Полная версия:
От руки, как от сердца…
Одни держат томик на коленях, другие в руках, кто-то смотрит на страницу через очки, иной, позабыв их, щурится, либо оттягивает пальцем уголок глаза, пытаясь разобрать написанное.
Седовласая дама с едва заметной ямкой на переносье, что сидит по соседству, явно из тех, забывчивых. Она тихонько вздыхает и вытягивает руку с зажатой в ней книгой как можно дальше. Заметив мой взгляд, она жалуется шёпотом:
– Рук не хватает! – И предлагает участливо, – Хочешь почитать? У меня в сумочке ещё одна книга, прозапас!?
Я тут же потею от смущения и молчу, но папа моментально приходит на выручку. Вложив в выражение лица изрядную долю такта, он отказывается от одолжения вместо меня:
– Благодарю вас, но мы уже выходим. – И улыбается даме, как родной.
Все лампочки в вагоне одновременно подмигивают, поезд длинно и плавно тормозит, а мы подходим ближе к двери, чтобы выйти первыми. Отец, как обычно, смотрит куда-то глубоко в себя, а я разглядываю его отражение. Лицо отца несколько брезгливо, неприятно, и как бы живёт своей, отдельной от притворной любезности жизнью. Я всегда поражался, как скоро спадает с него маска предупредительности, сменяясь той, что наблюдаю теперь. Случалось собеседнику отвернуться, а папа уже не тот. У меня было такое ощущение, что он не желает показывать окружающим себя настоящего, а рекомендуется людям с той стороны, которая будет понятна и, что самое главное, приятна им.
Со мной же он особо не церемонился. Я часто слышал от него по любому поводу: «Муть это всё!» или «Дурацкое дело нехитрое!» – При этом он смотрел не на меня, а куда-то мимо.
То же самое, про нехитрое и дурацкое, сказал он при знакомстве с моей будущей женой, и даже в тот день, когда я захотел порадовать его возможным появлением внуков… Было ли мне обидно? Не знаю, не уверен, привык наверное. И это вместо того, чтобы понять, почему он говорит именно так.
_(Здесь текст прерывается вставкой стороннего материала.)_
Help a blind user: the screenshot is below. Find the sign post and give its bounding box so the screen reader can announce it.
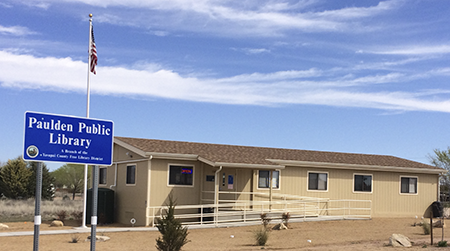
[23,111,113,251]
[32,162,42,251]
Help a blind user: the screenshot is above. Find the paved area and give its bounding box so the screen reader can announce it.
[0,226,158,237]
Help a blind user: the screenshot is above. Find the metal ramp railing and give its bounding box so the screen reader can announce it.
[146,198,371,227]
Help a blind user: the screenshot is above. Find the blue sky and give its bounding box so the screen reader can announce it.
[1,0,450,171]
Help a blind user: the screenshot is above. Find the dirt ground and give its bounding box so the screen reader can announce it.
[1,218,450,250]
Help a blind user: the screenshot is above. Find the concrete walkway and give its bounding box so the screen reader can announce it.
[0,226,158,237]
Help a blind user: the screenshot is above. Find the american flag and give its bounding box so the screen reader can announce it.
[90,25,97,74]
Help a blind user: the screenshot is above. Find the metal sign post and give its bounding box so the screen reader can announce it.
[90,165,99,251]
[33,162,43,251]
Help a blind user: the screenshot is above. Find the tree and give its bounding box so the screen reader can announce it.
[0,163,3,198]
[429,148,450,198]
[155,194,189,251]
[0,157,31,199]
[52,164,88,200]
[27,162,55,200]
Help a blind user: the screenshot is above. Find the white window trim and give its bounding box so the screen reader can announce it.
[307,171,329,192]
[352,173,373,194]
[99,167,107,186]
[399,176,418,195]
[257,170,281,190]
[126,164,137,186]
[167,164,195,187]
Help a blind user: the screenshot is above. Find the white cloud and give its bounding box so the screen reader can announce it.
[367,45,450,55]
[232,47,271,55]
[315,0,399,20]
[0,25,37,36]
[22,0,398,36]
[1,50,450,113]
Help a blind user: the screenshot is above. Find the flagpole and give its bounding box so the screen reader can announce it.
[81,13,93,229]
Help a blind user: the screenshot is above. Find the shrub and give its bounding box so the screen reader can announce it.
[56,210,67,222]
[281,212,290,228]
[69,234,80,243]
[71,211,83,224]
[438,240,448,247]
[155,194,189,251]
[422,221,430,235]
[260,213,271,228]
[254,227,269,246]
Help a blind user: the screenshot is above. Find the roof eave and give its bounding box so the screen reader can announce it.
[114,138,147,157]
[214,162,284,170]
[146,152,198,161]
[267,159,445,174]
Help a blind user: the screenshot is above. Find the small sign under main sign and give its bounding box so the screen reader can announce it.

Однажды, когда выгруженные лентой эскалатора пассажиры вдохнули наконец свежий выхлоп автомобильного потока и засеменили в разные стороны, отец вдруг раздумал спешить и сделал шаг в сторону из толпы, позволяя людям пройти:
– Кушать хочешь?! – То ли спросил, то ли провозгласил он, на что я, постоянно голодный подросток, лишь пожал плечами. – Ну, давай пожуём, тут рядом студенческая столовая МГУ.
– Так мы же не студенты! – Возразил я.
– Ты пока нет, а я ещё да. – Грустно усмехнулся папа.
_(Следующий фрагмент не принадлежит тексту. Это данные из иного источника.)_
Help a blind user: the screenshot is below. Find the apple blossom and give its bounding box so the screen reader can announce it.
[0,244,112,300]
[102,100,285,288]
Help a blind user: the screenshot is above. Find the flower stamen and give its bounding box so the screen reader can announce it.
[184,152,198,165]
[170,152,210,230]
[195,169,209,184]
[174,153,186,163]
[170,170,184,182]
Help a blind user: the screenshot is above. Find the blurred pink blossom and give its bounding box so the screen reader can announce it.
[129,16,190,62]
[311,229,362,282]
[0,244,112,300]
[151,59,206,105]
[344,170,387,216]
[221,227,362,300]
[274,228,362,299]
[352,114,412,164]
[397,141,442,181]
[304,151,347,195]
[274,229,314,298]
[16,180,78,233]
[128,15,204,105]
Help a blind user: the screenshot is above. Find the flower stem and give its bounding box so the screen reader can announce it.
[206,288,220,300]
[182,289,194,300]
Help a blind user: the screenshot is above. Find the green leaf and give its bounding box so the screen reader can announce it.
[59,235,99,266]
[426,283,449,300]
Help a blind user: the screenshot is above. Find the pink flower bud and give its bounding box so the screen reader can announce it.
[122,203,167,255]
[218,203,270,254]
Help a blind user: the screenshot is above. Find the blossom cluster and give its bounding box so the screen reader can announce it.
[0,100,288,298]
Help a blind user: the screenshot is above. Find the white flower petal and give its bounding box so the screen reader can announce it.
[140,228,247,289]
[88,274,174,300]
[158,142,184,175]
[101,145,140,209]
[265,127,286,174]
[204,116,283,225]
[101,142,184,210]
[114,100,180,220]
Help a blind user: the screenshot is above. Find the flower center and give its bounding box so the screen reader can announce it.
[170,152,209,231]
Кстати говоря, он любил спрашивать у едва знакомых молодых людей, есть ли у них цель в жизни. Сравнивал со своею? Не знаю. Про него самого узнать я так и не удосужился.
Отец научил меня мечтать о невозможном, как о том, что обязательно произойдёт. Он как бы брезговал обычной жизнью, давал понять, что кроме видимых всеми её проявлений есть иные, ради которых, собственно, мы и появляемся на свет…
… А тот моргает, совсем незадолго до того, как нам выходить, так что мы не успеваем понять, что происходит. Или успеваем? Наверное, когда как…
Своим чередом
Бабочки весной взмывают на высоту чуть меньше пятидесяти саженей24, а после ссыпаются в траву цветными бумажками, где отдыхают, набираясь солнца, как радости. Да не по указке ветра, а по собственной воле, чем себя и тешат, ну и прочих других, что щурятся на них, и не одним взглядом следят за порханием, но по-детски крутят головами и улыбаются застенчиво, оправдывая свою не к месту восторженность, испрашивая за неё прощения у всех, кому теперь не то, чтоб не до бабочек, а просто – вовсе не до чего.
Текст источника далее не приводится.